Cependant cette passion contre les marionnettes, que Ben Jonson prête à son Banbury-man comme une extravagance hyperbolique, s’était bien réellement logée dans quelques cervelles de precisians. Geoffrey Fenton a employé tout le septième chapitre de son fameux livre, a Form of christian policie[2], à établir que les ménétriers et les puppet-players sont aussi indignes que les comédiens eux-mêmes de jouir du droit de bourgeoisie. Il semble même que, dans quelques comtés, les puppet-shows faillirent être enveloppés dans la suppression des hobby-horses, car Jacques Ier ne crut pas inutile de les comprendre nommément dans la liste des jeux permis les dimanches et fêtes après les prières[3] ; mais ce ne fut là qu’un orage passager. La plupart des puritains eux-mêmes ne se faisaient aucun scrupule d’assister aux scriptural plays jouées par les marionnettes. La preuve de cet usage nous est fournie par une comédie de Cowley, the Guardian, représentée à la fin du règne de Charles Ier, et remise au théâtre, après la restauration, sous le titre de the Cutter of Coleman street. Dans cette pièce, on introduit au cinquième acte un masque, accompagné de quelques violons, pour donner un divertissement à une dame puritaine. Un des personnages de la pièce remarque que ce galant impromptu sera un plaisir céleste pour cette respectable veuve, qui n’a de ses jours vu d’autre spectacle que la Cité de Ninive aux marionnettes[4].
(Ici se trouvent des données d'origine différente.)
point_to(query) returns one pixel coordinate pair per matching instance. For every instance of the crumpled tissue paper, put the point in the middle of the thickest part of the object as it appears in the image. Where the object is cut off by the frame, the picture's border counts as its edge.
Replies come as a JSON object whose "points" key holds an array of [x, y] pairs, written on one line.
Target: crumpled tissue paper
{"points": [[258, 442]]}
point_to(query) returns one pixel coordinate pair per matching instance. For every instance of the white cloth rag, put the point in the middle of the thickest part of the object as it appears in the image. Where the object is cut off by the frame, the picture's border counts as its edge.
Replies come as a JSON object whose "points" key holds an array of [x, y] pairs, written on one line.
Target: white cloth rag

Lorsque tous les jeux de théâtre furent suspendus par le bill du 2 septembre 1642, et enfin abolis par le bill du 22 octobre 1647, les

  1. Ce passage nous montre que, si le canevas des puppet-plays devait être soumis à l’approbation du lord-maire, le dialogue était laissé à l’improvisation de l’interpreter et à la discrétion du directeur.
  2. Le titre porte en outre : gathered out of french. Je regrette de ne pas savoir de quel auteur français a été tiré ce singulier livre. Pour le passage cité, voyez G. Chalmers, Malone’s Shakspeare by Boswell, t. III, p. 433 et note 8.
  3. Burton, Anatomie of melancholy, sous le nom de Democritus junior, 1638, p. 273.
  4. The Cutter of Coleman street, acte V, sc. II. Cette pièce, refaite et remise au théâtre sous Charles II, offrait une piquante critique des faux émigrés et des prétendues victimes de la révolution, qui exploitaient impudemment la monarchie restaurée.